TANITIM BÖLÜMÜ

327 42 40
                                    

"Esmer Güzelim" diye seslenmişti genç adam.

Yıllar sonra duyduğu o ses tonuna ve hafızasından silmek için gecelerce uykusuz kaldığı o seslenişe kalbinin çarpıntısına engel olamadan bakmıştı Meyra.

Bileklerinden kuvvetin çekildiğini ise elinde tuttuğu çay bardakları ile dolu tepsinin bahçenin beton zeminine düştüğünde çıkardığı sesle fark edebilmişti.

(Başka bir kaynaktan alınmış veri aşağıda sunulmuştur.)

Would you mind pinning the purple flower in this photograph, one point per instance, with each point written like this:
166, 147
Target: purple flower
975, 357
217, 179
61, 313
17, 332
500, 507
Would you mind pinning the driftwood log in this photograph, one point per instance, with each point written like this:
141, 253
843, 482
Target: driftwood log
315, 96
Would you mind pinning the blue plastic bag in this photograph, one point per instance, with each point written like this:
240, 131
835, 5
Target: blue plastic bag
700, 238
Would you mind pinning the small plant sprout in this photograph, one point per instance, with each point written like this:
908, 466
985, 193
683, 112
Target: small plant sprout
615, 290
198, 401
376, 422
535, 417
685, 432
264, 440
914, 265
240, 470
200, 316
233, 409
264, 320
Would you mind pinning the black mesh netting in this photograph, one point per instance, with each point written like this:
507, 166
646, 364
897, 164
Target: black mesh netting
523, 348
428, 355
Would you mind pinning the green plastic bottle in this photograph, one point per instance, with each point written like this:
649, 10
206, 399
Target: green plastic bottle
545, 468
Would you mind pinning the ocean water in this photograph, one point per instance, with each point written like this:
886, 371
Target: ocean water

"Altemur" diye fısıldarken kalbinin daha önce hiç bu kadar korku ve heyecan ile çarptığını hatırlamıyordu.

.
.
.

Ne kadar kaçarsan kaç, yakalandığın tek şey; daima kendin olacaksın.

Üç yakın arkadaş, üç farklı geçmiş, üç farklı acı. Ve daima olduğu gibi üç farklı umut.

Meyra, Nida ve Güneş; Kiminin acısı çocukluğuna dayanırken kimisi birkaç yıl öncesinden kaçan üç öğretmen.

Acılarını, hayallerini,umutlarını kalplerine gömüp hayatın ilerlemesine ayak uydurmak zorunda kalarak ev ile okul arasında mekik dokuyan bu üç dostun hayatlarının rutinini bozacak olan şey ise tabiki hepsinin  içten içe hayalini kurup asla yaşayamayacaklarına inandıkları, sadece filmlerde izleyip kitaplarda okudukları aşk olacaktır.

Gözyaşı dökerken kahkahalar atacağınız, okurken elinizden bırakmak istemeyeceğiniz, pamuk şekeri tadında bu hikayeye dahil olmak için tek yapmanız gereken şey sayfaları çevirmek.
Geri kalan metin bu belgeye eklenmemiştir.